Simplified tensile creep tests of as-spun fibers showed that the tensile compliance of the fibers with 0.25–0.5 vol % of nanofiller is lower by about 30%–50% than that of neat PP, while for the compositions with 1 and 2 vol % no significant variation of creep compliance was observed. Analogous creep tests evidenced the reduction of creep compliance—with respect to the neat PP fibers—over the whole range of investigated draw ratios.

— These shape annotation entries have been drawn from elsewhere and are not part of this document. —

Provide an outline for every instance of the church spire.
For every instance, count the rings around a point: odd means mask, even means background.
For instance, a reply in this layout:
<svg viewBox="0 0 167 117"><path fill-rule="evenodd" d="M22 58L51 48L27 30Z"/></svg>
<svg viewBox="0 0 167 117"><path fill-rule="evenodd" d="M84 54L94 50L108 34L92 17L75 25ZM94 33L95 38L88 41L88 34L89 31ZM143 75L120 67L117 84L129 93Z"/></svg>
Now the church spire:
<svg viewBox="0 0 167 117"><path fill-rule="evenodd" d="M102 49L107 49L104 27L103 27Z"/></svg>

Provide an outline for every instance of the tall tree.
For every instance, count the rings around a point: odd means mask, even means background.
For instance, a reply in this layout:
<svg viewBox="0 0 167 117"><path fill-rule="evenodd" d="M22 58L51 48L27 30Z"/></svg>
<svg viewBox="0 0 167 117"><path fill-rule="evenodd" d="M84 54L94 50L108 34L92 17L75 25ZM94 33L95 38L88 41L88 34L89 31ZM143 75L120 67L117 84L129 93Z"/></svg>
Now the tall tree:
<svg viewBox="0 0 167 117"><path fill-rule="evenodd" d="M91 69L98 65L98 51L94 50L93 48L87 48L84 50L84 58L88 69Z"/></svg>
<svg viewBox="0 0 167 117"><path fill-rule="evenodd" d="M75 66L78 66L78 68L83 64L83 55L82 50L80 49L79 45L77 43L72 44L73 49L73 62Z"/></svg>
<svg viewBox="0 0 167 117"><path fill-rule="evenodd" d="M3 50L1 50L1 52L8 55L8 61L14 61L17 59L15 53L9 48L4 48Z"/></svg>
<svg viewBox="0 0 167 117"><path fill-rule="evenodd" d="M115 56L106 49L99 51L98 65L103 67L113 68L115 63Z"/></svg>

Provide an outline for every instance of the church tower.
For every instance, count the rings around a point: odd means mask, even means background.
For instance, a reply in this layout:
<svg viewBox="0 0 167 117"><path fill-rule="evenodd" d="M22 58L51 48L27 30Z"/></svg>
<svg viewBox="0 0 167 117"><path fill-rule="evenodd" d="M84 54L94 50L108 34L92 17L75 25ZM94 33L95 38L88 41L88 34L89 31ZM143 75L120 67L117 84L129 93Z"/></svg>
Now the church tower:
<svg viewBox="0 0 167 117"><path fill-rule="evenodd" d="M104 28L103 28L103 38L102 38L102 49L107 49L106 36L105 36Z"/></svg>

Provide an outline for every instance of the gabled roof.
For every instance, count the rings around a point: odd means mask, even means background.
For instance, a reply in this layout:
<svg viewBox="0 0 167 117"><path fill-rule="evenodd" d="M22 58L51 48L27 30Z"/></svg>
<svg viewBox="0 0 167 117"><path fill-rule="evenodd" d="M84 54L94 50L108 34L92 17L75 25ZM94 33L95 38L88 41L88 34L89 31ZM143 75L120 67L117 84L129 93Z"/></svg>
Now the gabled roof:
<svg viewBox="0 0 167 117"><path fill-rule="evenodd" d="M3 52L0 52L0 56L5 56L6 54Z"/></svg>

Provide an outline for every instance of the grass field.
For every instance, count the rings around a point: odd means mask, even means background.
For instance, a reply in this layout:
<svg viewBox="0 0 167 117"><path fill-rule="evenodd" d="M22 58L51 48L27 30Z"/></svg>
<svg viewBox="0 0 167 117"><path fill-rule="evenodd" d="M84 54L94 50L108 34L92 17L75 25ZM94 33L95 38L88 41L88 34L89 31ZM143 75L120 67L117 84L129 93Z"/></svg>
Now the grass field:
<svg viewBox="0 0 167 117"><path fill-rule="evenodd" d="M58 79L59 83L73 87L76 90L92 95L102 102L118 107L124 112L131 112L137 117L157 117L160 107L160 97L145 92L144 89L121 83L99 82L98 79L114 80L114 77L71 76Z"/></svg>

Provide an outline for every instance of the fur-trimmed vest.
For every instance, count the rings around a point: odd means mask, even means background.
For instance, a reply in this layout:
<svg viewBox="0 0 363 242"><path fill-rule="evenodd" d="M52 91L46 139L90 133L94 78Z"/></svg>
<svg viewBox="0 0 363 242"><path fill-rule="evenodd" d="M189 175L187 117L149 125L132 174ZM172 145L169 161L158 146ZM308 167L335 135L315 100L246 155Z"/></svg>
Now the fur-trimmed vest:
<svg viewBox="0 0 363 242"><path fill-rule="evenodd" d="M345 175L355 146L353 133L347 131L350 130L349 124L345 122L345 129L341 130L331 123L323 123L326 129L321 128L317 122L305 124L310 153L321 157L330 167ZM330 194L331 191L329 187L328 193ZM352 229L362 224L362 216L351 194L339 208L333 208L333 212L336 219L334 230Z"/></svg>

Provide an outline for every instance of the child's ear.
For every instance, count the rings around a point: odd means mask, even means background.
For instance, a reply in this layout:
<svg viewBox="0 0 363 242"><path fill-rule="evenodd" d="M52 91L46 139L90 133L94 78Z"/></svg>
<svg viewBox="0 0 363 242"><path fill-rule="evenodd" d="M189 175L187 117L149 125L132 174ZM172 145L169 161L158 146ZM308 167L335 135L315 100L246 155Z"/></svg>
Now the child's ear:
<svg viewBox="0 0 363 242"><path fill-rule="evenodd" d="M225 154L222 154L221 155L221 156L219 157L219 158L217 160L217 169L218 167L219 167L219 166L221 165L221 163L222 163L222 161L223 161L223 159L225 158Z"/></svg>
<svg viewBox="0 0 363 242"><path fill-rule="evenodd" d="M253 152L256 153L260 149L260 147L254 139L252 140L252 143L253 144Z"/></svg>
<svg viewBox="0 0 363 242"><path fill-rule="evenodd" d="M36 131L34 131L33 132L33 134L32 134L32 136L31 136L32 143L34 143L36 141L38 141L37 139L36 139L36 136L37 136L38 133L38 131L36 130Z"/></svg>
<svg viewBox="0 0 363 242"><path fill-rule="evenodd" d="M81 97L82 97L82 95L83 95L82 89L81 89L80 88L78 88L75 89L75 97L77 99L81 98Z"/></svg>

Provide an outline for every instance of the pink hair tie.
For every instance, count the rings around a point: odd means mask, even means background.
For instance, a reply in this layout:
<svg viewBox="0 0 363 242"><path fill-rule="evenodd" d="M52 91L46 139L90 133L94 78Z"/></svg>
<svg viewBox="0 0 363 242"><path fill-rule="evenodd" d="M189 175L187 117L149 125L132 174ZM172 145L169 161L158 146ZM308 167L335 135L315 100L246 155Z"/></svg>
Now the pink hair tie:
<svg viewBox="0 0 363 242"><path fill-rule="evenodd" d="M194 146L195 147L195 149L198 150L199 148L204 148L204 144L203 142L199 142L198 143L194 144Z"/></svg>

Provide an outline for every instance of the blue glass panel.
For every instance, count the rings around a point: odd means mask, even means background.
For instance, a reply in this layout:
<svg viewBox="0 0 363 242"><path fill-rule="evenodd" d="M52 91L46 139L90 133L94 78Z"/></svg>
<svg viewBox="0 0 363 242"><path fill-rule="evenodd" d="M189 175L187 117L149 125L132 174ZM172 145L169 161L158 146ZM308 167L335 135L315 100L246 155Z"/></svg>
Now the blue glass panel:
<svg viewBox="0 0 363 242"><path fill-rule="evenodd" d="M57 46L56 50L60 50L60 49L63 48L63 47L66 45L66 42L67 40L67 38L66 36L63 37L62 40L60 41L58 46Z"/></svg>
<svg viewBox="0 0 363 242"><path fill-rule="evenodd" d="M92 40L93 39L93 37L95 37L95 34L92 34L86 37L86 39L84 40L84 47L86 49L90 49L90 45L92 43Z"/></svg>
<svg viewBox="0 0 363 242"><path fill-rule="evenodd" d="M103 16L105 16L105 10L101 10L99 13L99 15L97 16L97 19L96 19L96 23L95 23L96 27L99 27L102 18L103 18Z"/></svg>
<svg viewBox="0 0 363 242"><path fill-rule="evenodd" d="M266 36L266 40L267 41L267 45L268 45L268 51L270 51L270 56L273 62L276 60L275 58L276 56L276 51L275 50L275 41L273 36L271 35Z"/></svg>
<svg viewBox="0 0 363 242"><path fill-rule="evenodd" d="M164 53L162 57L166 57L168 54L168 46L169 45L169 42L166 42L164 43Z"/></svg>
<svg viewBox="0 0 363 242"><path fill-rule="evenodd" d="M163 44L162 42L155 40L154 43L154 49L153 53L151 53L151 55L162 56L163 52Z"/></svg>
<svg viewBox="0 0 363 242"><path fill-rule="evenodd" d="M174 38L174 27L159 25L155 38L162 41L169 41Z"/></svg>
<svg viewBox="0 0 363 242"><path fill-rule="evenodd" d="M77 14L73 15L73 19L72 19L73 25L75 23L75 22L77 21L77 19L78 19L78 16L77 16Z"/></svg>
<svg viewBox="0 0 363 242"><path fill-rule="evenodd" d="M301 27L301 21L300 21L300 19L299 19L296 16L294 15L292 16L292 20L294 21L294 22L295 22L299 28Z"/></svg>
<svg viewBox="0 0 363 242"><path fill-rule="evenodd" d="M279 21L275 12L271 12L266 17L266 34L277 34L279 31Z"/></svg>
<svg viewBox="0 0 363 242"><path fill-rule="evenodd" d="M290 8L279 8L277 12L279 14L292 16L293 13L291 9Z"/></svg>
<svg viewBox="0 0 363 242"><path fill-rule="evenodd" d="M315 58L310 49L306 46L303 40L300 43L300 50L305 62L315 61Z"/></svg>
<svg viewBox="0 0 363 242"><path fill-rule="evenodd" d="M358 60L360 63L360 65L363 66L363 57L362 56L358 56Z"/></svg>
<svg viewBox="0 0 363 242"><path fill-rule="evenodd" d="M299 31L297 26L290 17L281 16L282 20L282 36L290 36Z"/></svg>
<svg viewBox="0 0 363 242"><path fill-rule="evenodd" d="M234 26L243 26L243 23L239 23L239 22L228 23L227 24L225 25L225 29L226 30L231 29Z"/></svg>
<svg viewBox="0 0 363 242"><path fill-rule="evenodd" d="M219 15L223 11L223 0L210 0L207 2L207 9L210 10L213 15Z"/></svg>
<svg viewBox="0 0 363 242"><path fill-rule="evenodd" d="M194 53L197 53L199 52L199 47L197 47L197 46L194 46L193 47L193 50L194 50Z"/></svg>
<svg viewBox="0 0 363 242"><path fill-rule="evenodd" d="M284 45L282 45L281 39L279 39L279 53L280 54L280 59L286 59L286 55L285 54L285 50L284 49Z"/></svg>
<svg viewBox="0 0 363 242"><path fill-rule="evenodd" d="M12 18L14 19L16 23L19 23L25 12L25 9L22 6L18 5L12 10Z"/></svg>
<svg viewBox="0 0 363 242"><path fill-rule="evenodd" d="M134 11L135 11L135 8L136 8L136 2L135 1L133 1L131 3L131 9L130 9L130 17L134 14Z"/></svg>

Also the storage modulus E′ and loss modulus E” from the dynamic mechanical thermal analysis (DMTA) tensile tests confirmed the stiffening effect of fumed silica in PP composites. Similar to static tensile tests, also E′ was found to rise with the draw ratio of test fibers. A relative maximum at room temperature of E′ = 15.8 GPa was found for the composition with 0.5 vol % of nanofiller and DR15. The maximum values E” of 2.1 GPa (β-peak) and 1.8 GPa (α-peak) were achieved for 1.0 vol % and DR15.

The incorporation of the nanofiller in the PP matrix also enhanced the thermal stability of composite fibers in comparison to neat PP as manifested by shifting the temperature of the maximum degradation rate from about 300 to 330 °C for composition with 1–2 vol % of nanofiller.

The results confirm our previous data that polypropylene effectively reinforced with 0.25–2 vol % of hydrophobic fumed silica surface modified either with octylsilane (AR805) or with dimethyldichlorosilane (AR974), can be easily spun and also drawn into nanofilled fibers with tenacity up to 137 cN/tex.

Sumita model was applied to tentatively evaluate the effective volume fraction of the immobilized phase adjacent to filler surface by using data on loss modulus peak. The relative maximum matrix fraction immobilized on the filler surface was observed for 0.25 and 1.0 vol % of nanofiller, suggesting a good dispersion of nanosilica in draw fibers.

Following statistical analysis in DOE performed by Minitab 17 software, the two series evidenced the significant effect of draw ratio on fiber properties.

Surprisingly enough, the effect of added compatibilizer in this type of nanocomposites (fumed silica in PP; fiber spinning and drawing) was found insignificant. In the same time, according to Series I evaluation, the contribute of fumed silica AR974 nanofiller is significantly relevant at 0.5% by vol.

The compositions with 0.5 vol % of fumed silica at various draw ratio, and with 1 vol % at high draw ratio are found to be the most promising for low-cost improvements of mechanical properties and thermal resistance of produced fibers.